Geçmiş dönemlerdeki operasyon ve harekatta kimi unsurların hareketlerinin gözlenmesi/bilinmesine rağmen farklı gerekçelerle vurulmadığı kimi dönemlerin geride kaldığına vurgu yapan Oğuz, şunları kaydetti:
Fırat Kalkanı Harekatı'nda bir süpürme harekatı icra eden Mehmetçik, Zeytin Dalı'nda çevreleme harekatı seçeneğini kullandı. Burada bizim için önemli olan, TSK'nın her iki harekat tipini de başarıyla uygulayabildiğini tüm dünyaya göstermesi oldu.
Zeytin Dalı Harekatı'nda Fırat Kalkanı'na oranla çok daha fazla sayıda terörist etkisiz hale getirildi."
Oğuz ayrıca, çok büyük kısmı yerli olan hassas güdümlü silah ve mühimmatlarımız sayesinde hiçbir sivil kaybına neden olmadan 2 aylık süreyi bıraktığımıza işaret ederek, şunları söyledi:
- "Alanda belki de en güçlü olduğumuz alanlardan biri de insanlı ve insansız uçar unsurların daha yoğun kullanımı ile alana ilişkin çok yakın gözlemler yapılabilmesiydi.

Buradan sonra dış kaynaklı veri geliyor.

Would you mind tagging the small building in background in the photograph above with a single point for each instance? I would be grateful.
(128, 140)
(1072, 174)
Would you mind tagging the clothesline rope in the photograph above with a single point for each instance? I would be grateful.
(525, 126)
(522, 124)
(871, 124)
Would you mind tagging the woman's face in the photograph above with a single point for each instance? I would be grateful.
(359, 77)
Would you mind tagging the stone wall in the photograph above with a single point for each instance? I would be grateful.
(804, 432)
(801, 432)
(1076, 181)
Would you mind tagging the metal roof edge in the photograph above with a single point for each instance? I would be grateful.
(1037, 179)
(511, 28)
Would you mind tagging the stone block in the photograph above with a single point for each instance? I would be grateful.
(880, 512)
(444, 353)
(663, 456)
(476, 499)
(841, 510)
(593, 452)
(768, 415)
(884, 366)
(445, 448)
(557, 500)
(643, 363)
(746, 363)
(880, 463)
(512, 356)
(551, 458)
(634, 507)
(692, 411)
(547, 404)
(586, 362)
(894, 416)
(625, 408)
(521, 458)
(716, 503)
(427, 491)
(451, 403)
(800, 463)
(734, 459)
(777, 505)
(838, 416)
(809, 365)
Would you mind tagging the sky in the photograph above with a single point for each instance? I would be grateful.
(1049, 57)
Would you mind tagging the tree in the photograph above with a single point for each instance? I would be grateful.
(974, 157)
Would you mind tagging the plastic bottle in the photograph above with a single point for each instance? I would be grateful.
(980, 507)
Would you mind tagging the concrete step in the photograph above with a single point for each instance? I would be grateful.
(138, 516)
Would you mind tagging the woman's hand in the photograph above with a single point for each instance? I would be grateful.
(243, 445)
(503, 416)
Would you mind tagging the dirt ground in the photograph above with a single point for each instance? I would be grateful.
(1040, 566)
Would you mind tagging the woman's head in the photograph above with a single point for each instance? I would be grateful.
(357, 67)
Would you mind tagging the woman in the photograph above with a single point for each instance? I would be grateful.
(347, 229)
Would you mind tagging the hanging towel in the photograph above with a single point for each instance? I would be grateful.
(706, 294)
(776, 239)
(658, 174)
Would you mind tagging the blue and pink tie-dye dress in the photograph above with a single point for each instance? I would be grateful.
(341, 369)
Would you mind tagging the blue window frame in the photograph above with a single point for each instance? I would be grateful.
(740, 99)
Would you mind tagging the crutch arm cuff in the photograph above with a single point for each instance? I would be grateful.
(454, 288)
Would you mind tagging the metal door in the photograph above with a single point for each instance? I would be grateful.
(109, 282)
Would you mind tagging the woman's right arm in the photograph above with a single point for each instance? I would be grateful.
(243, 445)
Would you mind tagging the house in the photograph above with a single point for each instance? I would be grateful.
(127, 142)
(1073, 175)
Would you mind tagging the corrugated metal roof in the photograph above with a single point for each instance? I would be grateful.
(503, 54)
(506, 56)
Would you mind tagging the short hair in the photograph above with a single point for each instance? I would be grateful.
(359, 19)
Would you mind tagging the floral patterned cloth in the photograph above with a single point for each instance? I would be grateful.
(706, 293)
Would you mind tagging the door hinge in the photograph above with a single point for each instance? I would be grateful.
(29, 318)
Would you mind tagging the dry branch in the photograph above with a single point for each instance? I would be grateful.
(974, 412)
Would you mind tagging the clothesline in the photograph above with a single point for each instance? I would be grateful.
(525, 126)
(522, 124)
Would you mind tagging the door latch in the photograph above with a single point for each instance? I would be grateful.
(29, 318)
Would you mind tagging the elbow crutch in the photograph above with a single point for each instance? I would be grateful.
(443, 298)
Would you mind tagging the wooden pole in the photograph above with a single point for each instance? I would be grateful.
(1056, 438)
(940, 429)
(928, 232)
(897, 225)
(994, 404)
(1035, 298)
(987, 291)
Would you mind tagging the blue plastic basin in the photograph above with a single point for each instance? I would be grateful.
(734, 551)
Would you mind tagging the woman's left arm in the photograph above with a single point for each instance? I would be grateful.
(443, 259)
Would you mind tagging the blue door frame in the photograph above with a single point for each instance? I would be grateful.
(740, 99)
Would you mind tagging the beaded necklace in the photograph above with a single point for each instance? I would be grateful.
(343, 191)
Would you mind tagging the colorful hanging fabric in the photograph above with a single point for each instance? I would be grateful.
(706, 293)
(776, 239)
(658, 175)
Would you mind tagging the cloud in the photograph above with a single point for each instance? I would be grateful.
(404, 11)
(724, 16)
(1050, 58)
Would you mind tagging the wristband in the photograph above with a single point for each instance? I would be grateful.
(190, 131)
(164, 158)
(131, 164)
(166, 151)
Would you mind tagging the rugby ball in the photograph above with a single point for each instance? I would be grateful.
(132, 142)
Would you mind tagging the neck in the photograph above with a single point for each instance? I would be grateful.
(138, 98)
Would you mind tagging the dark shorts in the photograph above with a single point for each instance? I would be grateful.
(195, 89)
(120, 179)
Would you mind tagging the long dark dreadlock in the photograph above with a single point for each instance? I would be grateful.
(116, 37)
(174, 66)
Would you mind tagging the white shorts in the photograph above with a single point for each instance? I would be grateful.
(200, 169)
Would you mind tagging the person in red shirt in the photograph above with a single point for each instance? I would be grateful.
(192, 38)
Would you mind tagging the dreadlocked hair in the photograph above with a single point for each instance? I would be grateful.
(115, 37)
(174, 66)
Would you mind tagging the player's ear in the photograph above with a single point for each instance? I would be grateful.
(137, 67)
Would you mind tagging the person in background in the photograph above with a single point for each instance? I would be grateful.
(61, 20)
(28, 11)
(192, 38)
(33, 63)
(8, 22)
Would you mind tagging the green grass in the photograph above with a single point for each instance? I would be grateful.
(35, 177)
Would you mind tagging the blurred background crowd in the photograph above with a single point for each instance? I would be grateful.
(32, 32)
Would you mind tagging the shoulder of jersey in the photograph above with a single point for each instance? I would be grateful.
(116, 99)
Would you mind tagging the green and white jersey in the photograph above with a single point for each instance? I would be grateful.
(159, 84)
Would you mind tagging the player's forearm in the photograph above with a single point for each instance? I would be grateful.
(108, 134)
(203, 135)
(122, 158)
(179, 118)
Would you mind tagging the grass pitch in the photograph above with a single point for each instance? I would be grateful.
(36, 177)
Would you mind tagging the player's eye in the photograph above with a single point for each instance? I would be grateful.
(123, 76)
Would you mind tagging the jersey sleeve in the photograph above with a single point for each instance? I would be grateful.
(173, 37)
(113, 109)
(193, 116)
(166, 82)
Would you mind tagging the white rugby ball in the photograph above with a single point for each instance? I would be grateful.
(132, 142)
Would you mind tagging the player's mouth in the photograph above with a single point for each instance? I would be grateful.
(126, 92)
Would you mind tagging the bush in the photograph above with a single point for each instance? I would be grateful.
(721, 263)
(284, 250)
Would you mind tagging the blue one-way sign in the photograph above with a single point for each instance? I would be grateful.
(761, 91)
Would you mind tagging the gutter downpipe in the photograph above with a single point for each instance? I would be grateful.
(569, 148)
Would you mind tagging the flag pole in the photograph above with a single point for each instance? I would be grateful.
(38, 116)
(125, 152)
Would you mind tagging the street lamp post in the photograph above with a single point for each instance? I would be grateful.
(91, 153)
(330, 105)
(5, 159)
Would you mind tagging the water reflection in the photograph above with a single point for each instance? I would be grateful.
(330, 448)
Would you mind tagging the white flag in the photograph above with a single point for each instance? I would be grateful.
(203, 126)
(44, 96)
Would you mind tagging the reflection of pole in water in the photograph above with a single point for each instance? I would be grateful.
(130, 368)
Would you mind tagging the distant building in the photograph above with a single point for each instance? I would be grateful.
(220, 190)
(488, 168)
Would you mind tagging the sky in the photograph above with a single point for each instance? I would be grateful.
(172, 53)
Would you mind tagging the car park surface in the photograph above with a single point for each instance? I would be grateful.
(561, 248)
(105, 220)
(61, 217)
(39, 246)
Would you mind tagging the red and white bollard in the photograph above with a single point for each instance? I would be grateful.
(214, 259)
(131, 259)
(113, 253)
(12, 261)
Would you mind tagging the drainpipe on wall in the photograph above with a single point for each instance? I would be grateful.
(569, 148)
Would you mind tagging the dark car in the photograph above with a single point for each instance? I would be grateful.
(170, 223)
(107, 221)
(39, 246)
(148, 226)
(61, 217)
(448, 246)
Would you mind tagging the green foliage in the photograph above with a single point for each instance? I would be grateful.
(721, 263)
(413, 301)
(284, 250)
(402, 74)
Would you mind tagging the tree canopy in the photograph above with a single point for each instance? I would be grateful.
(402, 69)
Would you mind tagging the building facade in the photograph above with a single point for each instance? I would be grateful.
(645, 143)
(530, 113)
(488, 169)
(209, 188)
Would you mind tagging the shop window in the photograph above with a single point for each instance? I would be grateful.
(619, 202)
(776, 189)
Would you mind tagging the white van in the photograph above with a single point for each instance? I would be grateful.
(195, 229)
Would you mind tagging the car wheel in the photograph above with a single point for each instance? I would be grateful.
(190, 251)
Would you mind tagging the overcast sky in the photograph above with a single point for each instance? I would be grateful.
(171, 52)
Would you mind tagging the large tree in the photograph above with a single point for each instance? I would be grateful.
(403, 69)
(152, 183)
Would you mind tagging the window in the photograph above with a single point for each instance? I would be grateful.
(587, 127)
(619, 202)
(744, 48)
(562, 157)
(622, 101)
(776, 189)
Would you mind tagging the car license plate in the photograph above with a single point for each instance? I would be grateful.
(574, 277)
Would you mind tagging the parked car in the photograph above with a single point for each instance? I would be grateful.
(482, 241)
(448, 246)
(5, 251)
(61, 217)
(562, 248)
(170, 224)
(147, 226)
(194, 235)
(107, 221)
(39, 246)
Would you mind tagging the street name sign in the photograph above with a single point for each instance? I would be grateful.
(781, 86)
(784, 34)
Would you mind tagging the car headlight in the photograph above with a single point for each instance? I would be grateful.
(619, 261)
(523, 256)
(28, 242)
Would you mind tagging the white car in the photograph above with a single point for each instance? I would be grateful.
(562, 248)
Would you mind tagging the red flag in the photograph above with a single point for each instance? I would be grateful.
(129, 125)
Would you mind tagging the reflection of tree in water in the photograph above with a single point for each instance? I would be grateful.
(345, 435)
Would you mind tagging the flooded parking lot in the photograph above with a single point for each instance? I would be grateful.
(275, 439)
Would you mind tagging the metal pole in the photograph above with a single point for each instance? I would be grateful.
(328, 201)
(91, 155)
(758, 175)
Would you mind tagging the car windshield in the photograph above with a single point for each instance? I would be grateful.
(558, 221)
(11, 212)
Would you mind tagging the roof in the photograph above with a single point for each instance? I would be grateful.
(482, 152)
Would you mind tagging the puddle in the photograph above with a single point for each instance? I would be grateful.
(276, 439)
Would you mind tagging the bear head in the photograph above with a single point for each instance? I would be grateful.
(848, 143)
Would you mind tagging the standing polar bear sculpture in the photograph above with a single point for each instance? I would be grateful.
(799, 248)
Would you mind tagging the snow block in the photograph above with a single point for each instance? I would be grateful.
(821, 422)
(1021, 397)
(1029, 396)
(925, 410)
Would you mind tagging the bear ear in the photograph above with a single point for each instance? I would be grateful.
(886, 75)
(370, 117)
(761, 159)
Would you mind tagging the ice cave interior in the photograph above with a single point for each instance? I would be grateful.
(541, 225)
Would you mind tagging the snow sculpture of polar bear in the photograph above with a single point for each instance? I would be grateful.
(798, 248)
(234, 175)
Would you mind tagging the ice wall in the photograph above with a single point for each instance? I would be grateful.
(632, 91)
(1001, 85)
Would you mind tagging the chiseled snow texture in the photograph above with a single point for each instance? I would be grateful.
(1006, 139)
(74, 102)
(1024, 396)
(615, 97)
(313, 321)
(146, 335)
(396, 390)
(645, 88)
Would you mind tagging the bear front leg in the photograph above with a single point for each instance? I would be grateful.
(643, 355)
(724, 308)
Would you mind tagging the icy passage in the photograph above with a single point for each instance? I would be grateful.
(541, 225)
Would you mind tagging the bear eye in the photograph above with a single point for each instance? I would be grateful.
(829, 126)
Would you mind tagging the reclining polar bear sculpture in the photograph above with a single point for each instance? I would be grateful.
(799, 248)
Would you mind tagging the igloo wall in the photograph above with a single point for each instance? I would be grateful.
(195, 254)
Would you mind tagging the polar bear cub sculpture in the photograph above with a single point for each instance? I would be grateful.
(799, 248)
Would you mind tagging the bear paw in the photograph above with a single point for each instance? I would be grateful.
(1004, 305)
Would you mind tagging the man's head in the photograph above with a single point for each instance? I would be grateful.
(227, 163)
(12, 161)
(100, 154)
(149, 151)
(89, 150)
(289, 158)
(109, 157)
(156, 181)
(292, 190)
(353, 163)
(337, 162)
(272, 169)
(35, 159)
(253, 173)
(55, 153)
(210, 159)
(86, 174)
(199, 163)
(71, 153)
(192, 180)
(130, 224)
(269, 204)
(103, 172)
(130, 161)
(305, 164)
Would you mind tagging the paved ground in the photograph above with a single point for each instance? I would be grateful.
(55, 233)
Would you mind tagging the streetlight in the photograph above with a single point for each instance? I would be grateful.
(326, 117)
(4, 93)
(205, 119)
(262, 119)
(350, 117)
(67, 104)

Bu yolla terör örgütünün olası kara propagandaları, Afrin Hastanesi olayında olduğu gibi daha yayılmadan çok net kanıtlarla engellenebildi. Bu adımlar bize Türkiye'nin psikolojik harp konusunda da bütün bileşenleriyle bugüne kadar ki en iyi duruşu sergilediğini kanıtlıyor."